Mobile Systeme flexibel betreuen
Maschinen sind je nach Standort und Nutzung unterschiedlichen physikalischen Einflüssen ausgesetzt und wechselnden Anwendern zugeordnet; wiederholter Transfer an neue Standorte im Hinblick auf den Gebrauchtgerätemarkt verlangen servicespezifische Anpassungen. Besonders gefordert ist der Service allerdings bei mobilen Maschinen.
Um mobile Anwendungen in den Griff zu bekommen, können entsprechend genutzte Maschinen mit Systemen zur Diagnose, Kommunikation und Ortsbestimmung ausgestattet werden. Es kann auch ein Serviceportal etabliert sein, über das die sofortige Anreise eines Servicetechnikers aktiviert wird; gegebenenfalls ist auch der Zugriff auf eine Datenbank ausreichend, die hilfreiche Anweisungen enthält. Und über die RFID-Technologie können Ersatzteillieferungen beschleunigt und effizient ablaufen.
Darüberhinaus ist Service für mobile Systeme besonders auf Rahmenbedingungen angewiesen, innerhalb derer Leistungen erbracht werden. Sinnvoll ist etwa, den Einsatzradius eines zu betreuenden Systems zu definieren; oder die jeweiligen Nutzungsverhältnisse zu klassifizieren.

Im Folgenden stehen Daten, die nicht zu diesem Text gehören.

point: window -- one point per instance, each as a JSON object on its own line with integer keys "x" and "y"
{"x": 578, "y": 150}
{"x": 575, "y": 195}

Der VDMA hat ein Seminar angesetzt, um "praktische Lösungen" vorzustellen, wie der Service an "nicht stationären Maschinen" optimiert werden kann. Der Hersteller oder Service-Dienstleister muss für jeden Einsatzfall die geeignete Service-Strategie bereithalten und sich flexibel auf die Einflüsse einstellen; so der VDMA. Die Veranstaltung "Service-Tools für mobile Maschinen" findet am 13.10.2009 in Frankfurt statt.